Somewhere here (and this seems the appropriate spot) I should mention that they aren't called "foreign languages" in Belgium: they're "modern languages." If you consider that Belgium was politically created as a buffer zone between Holland and France, by taking part of each country centuries ago, and then adding on a small chunk of Germany after WWII, you might well understand that Belgium has three official languages, none of them "foreign": French, Dutch, and German.
Fourth, the Belgian system made no pretense that all kids were the same, that they all needed the same education just because they had access to it. Mr. Stossel in his 20/20 piece suggests by omission that all Belgian schools attempt to provide the same opportunities to their students. Nothing, quite frankly, could be less true. Belgium does a much better job than we do of acknowledging that one doesn't necessarily need a college degree to inherit and run the family business. The courses you need for that can just as easily be taught in "high school." But if you want to be an architect, you don't need all those marketing and accounting classes either. In either case, you need some understanding of the concepts involved in the other's instance to have a truly well-rounded education, but you CAN actually specialize your secondary education so that if you have no need for university-level studies to accomplish your dream, you don't HAVE to prepare yourself for them.
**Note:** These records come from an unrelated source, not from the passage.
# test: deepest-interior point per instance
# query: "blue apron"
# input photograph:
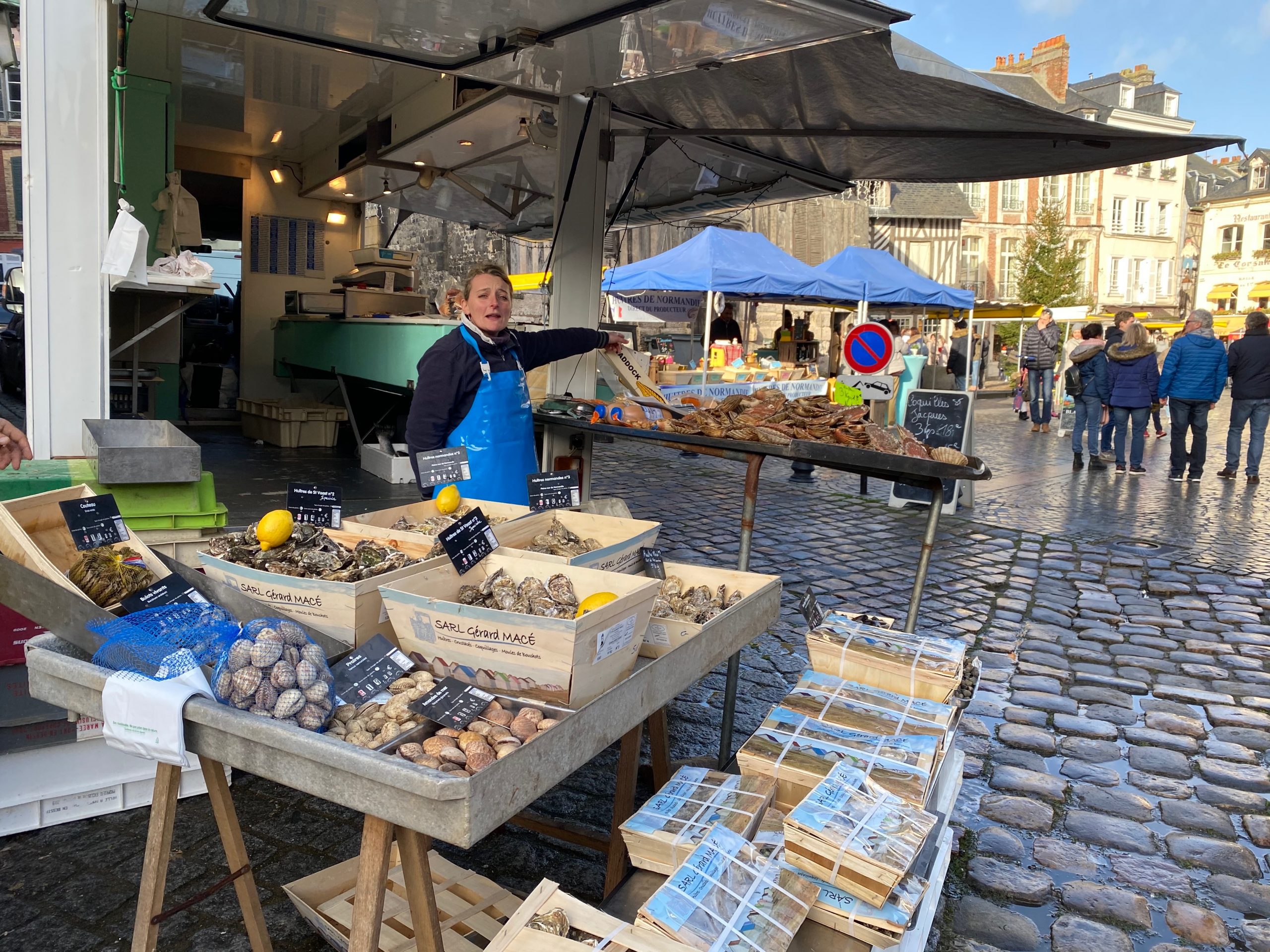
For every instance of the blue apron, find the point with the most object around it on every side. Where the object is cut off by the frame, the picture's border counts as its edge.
(498, 432)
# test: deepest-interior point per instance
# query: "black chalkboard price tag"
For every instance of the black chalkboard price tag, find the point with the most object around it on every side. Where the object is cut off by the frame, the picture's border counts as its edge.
(452, 704)
(167, 592)
(316, 506)
(369, 669)
(441, 466)
(554, 490)
(812, 610)
(94, 522)
(653, 563)
(469, 541)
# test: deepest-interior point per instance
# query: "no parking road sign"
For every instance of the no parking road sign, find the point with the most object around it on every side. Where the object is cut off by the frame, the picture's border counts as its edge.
(868, 348)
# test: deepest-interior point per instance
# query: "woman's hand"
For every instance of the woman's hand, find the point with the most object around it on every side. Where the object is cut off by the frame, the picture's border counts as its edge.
(13, 446)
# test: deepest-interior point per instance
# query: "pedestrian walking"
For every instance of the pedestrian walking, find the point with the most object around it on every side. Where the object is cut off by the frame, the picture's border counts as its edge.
(1133, 379)
(1192, 382)
(1090, 389)
(1249, 365)
(1114, 338)
(1039, 353)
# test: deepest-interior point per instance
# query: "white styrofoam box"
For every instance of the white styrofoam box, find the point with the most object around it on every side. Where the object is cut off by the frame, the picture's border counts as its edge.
(393, 469)
(48, 786)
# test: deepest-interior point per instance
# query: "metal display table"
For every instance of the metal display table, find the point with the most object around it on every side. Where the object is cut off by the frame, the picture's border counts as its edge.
(926, 474)
(400, 800)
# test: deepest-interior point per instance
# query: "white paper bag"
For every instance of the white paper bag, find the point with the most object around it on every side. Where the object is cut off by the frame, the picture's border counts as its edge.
(126, 249)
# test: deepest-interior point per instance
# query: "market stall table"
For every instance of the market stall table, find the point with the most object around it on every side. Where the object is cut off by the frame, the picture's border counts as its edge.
(928, 474)
(400, 800)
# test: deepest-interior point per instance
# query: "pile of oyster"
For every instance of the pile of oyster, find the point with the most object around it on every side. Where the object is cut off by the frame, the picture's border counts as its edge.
(697, 604)
(559, 541)
(310, 554)
(554, 599)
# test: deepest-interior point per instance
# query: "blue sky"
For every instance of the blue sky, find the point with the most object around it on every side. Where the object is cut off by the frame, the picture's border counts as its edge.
(1107, 36)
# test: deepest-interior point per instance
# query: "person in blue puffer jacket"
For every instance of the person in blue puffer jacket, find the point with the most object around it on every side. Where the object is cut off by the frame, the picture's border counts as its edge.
(1192, 382)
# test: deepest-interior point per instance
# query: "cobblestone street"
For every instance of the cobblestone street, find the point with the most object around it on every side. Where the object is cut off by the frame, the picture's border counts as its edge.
(1117, 749)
And Belgian schools take that into account. Some are very, very good at preparing students to manage small businesses. Others are truly excellent at preparing students for a variety of pursuits requiring advanced degrees. Yet others do a marvelous job of preparing auto mechanics (for Peugots and Saabs and BMWs and Ferraris and for many makes we never, ever see on this side of the Atlantic). But none of them tries so hard to be everything to all people as we do with our public schools in this country.
Then we deal with the fact that a student in Belgium who begins on one track may not finish there: a test in eighth grade that determines whether the student is allowed to stay on a purely academic track or whether a "vocational track" might be more appropriate. Same kind of test at the end of tenth grade. If you reach your junior year in an "academic" school, you've demonstrated your right to be there. I wonder which sort of student group Stossel used for his comparison. I don't believe it was anywhere near as homogenous a group as the New Jersey students.
Stossel suggests that the schools in a Belgian city are in competition for students; at the secondary level that's only partially true. They each seek to develop, and perhaps expand, their niches, but none of them is after EVERY student. Before we swallow his bait clear back to the hook, we need to ask ourselves some very serious questions.